The ratio between the expected value of the posterior probability of the parameters 1 and 2, E(b2)/E(b1), is about −1,9. It is lower that of the a priori ratio. A similar value is obtained adopting the modes of the posterior probabilities. The attribute y2 is relative to the number of incident with bike in the year 2019 (unit of measurement ‘number of incident/(103 year)’), and the attribute y1 is relative to the residential population (unit of measurement ‘number of resident/(103 km2)’). It means that, in terms of sentiments for the users, the reduction of 1 incident/year with bike is equivalent to the increase of 1,9 resident/km2, considering fixed the other attributes.

Considering that the elasticity of the constant is high with respect to the elasticity of attributes 1 and 2, it can be assumed that the model indicates a preference for the bike mode but does not have a good level of explanation with respect to the attributes considered. Others specifications for the utility function are tested without obtaining signs or statistical results satisfactory. This problem is probably a consequence of the low number of cities and sentiments observed compared to the number of calibrated parameters.

6. Conclusion

The most widely adopted demand models in the transport system to model the user’s discrete choices are based on the theory of random utility. These models evaluate the behavior of the users’ choices according to the trend of the supply system and the socioeconomic and territorial characteristics.

Choice models are typically calibrated using data observed directly in the transport system. In this paper, the possibility of calibrating choice models is evaluated starting from the text continuously available on social media and from the sentiments estimated. The specification of choice models based on a Bayesian approach is therefore adopted; it allows updating the prior average percentage distribution from the sentiment observed in social media.

After specifying the model, two numerical applications are reported. A first numerical example considers two users; the purpose is to verify the applicability of the method. A second application considers a real case; the sentiments of people living in five Italian metropolitan cities with respect to bike mode are analyzed, and a preference model for the mode is specified, calibrated, and validated.

The results obtained are encouraging: the sentiments present in the text available on social media allow us to define a demand model without using data observed directly in the transport system. Therefore, the objectives set out in the introduction of this manuscript have been achieved.

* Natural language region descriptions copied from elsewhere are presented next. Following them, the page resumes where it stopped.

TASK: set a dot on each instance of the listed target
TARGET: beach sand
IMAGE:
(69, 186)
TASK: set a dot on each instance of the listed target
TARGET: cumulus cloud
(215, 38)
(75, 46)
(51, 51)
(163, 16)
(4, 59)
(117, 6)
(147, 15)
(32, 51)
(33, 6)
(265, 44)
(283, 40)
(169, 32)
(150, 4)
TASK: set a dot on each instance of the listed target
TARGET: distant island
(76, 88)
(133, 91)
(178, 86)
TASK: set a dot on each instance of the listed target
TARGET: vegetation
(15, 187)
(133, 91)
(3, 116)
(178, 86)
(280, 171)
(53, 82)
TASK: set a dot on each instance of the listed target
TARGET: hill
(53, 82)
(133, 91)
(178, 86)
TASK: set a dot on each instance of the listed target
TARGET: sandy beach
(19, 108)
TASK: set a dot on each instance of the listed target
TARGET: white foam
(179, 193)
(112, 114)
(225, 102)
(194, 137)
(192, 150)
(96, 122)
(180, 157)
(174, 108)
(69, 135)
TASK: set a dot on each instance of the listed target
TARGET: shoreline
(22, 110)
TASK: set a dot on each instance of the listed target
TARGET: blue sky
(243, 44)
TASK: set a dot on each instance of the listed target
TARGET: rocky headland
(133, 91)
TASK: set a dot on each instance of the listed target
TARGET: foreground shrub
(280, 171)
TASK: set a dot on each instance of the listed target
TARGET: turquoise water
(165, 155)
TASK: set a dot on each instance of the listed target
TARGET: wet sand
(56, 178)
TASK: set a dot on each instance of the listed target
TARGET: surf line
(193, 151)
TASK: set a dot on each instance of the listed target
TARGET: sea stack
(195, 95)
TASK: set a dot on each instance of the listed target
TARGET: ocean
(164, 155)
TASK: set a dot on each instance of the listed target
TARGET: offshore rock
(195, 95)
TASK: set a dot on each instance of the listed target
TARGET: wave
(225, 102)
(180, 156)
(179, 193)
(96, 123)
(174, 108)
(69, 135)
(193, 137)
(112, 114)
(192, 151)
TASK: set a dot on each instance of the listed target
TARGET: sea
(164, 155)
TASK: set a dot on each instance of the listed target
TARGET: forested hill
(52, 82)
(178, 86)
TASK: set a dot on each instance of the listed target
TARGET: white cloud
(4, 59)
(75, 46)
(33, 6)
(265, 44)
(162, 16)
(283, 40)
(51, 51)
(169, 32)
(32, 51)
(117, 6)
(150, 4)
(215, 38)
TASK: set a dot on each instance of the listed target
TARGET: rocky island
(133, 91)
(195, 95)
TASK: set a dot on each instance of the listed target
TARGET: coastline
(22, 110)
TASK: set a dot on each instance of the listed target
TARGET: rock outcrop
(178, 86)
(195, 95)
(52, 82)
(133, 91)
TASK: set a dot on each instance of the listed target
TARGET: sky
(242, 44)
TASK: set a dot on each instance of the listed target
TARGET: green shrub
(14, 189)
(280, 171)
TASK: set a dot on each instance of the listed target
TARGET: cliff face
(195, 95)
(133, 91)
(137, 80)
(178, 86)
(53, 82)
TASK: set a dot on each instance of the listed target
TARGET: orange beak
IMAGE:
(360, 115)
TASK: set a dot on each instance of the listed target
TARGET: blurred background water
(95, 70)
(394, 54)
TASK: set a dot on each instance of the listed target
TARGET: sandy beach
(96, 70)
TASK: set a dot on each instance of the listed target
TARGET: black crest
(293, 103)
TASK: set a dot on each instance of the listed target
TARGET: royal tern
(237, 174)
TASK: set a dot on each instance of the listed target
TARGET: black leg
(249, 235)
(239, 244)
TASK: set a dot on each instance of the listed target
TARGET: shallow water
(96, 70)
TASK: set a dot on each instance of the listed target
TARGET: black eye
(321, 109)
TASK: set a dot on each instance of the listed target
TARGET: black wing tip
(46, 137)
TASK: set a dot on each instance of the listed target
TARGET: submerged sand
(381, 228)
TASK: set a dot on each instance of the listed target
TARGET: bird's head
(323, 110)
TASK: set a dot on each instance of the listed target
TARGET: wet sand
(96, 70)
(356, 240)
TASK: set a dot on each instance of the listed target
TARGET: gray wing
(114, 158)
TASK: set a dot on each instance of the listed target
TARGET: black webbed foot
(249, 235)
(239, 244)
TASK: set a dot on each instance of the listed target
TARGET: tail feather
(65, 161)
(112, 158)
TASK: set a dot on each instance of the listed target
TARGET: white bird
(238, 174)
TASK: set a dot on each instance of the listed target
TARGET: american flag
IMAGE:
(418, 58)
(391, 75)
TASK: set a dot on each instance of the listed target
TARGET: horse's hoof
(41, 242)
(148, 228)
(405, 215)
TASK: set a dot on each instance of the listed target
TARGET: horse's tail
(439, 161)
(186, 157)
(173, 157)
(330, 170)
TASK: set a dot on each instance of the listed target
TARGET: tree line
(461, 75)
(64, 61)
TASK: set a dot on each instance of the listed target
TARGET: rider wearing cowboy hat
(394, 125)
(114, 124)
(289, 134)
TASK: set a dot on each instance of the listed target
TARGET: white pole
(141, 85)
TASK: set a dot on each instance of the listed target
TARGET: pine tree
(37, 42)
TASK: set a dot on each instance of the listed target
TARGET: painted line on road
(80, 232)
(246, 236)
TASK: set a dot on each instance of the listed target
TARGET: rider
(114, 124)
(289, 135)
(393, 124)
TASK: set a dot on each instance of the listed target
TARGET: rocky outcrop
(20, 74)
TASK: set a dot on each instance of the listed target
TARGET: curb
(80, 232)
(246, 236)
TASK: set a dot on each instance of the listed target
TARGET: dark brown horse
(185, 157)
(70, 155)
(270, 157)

It opens up a new area of research. The results are preliminarily considering the low number of data involved and the study of a single level of choice. Future developments may involve extending the field and the levels of choice and integrating sentiments and traditional data. A possible extension could concern the use of the Bayes approach for the study of the evolution of sentiments over time as a function of the actions implemented in the transport system. The model should be tested considering a larger number of cities also considering the segmentation of the model according to the category of users who use the web and social networks.

Data Availability

The data that can be shared are included in the manuscript.

Conflicts of Interest

The authors declare that they have no conflicts of interest.

Acknowledgments

This research was partially supported by the Dipartimento di ingegneria dell’Informazione, delle Infrastrutture e dell’Energia Sostenibile, Università Mediterranea di Reggio Calabria, and by the project “La Mobilità per the authors passeggeri come Servizio–MyPasS”, Fondi PON R&The authors 2014–2020 e FSC “Avviso per la presentazione di Progetti di Ricerca Industriale e Sviluppo Sperimentale nelle 12 aree di Specializzazione individuate dal PNR 2015-2020”, codice identificativo ARS01_01100. The author thanks Giulio Erberto Cantarella and Francesco Russo for the constructive comments and for the interesting suggestions received during the development of this research.